Background: Influenza A infections are an important cause of morbidity and mortality in the elderly and patients affected by chronic diseases or immunodeficiencies. Treatment and prevention of infection in hospitals and nursing homes often involve the use of amantadine, but resistant viruses may arise.
Objectives: To assess the effectiveness of specific and sensitive methods for rapid screening and sequence confirmation of amantadine resistance, and the occurrence of amantadine resistance in recent influenza A virus isolates in Canada.
Study design: A chicken antiserum-based enzyme linked immunoassay (ELISA) was developed and used to screen fifty influenza A isolates for amantadine resistance. Drug sensitivity was expressed as a percentage of virus growth inhibition. The efficiency of the assay was compared to that of a monoclonal antibody (mab)-based ELISA using influenza A strains from 1968 to 1994. Specific PCR primers, generated to amplify the M2 gene region where amantadine resistance mutations occur, were tested over a wide range of strains. Direct sequencing of the PCR fragments was performed to confirm the presence of resistance mutations.

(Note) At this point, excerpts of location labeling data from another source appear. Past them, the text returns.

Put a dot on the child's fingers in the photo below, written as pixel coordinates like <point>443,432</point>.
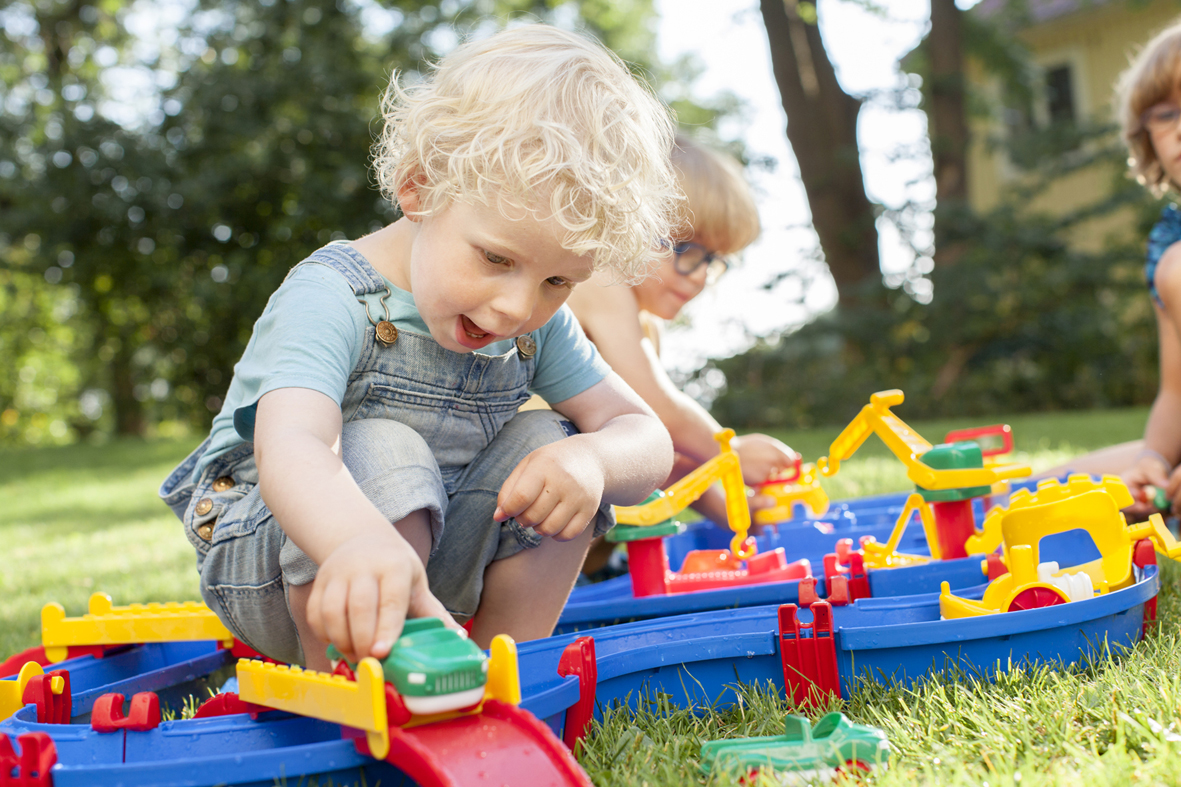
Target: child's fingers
<point>363,612</point>
<point>333,615</point>
<point>519,494</point>
<point>391,616</point>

Results: The polyclonal antiserum-based ELISA detected antigens from all recent H1N1 strains and H3N2 strains tested at an inoculum dilution ten-fold lower than the mab-based ELISA. Primers for the detection of amantadine resistance mutations consistently amplified a wide range of strains. The direct sequencing of the RT-PCR amplicons generated, detected resistance mutations in reassortant and control viruses, the only strains found resistant by ELISA. All influenza A isolates (H3N2, H1N1) tested, except resistant controls and two reassortant viruses, were amantadine-sensitive as indicated by greater than 50% virus growth inhibition.

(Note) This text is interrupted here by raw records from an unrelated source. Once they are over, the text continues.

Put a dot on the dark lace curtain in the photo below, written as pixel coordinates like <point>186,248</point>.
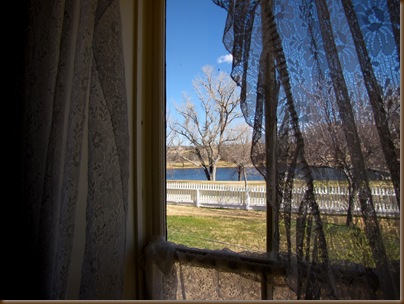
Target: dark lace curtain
<point>74,143</point>
<point>320,87</point>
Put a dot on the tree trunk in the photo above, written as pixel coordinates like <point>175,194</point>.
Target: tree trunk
<point>375,97</point>
<point>361,183</point>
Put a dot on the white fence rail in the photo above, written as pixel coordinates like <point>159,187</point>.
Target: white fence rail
<point>331,198</point>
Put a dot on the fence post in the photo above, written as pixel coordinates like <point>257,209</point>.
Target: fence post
<point>247,198</point>
<point>197,198</point>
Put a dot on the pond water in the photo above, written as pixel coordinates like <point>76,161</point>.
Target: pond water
<point>222,174</point>
<point>230,174</point>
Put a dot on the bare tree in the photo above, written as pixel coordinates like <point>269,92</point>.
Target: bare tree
<point>206,125</point>
<point>239,151</point>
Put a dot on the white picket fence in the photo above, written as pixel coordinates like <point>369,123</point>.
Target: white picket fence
<point>331,198</point>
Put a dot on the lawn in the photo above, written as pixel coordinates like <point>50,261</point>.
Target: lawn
<point>241,230</point>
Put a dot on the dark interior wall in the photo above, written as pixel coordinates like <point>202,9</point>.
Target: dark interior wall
<point>14,270</point>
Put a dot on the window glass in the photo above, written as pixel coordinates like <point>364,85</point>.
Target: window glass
<point>215,197</point>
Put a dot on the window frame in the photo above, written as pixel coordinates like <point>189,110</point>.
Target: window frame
<point>149,155</point>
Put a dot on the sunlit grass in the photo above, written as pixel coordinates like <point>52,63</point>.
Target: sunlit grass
<point>247,230</point>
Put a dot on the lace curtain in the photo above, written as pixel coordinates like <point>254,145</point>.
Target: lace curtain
<point>74,118</point>
<point>320,86</point>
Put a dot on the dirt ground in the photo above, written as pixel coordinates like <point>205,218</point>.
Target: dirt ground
<point>228,213</point>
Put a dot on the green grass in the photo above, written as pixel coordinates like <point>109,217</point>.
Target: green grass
<point>217,232</point>
<point>248,234</point>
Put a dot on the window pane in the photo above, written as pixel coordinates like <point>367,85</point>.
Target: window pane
<point>215,197</point>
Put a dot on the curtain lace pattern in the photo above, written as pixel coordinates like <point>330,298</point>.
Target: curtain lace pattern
<point>75,117</point>
<point>318,82</point>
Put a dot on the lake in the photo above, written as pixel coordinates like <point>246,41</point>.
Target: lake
<point>230,174</point>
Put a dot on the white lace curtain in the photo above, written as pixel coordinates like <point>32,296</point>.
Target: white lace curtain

Conclusions: Influenza A virus susceptibility to amantadine could be detected by using an antiserum-based ELISA, offering a simple and more sensitive alternative to the mab-based assay. Coupled with direct sequencing of the M2 gene, it provides a reliable way to detect and confirm resistance in influenza isolates. However, no resistant clinical isolates were detected in the sample.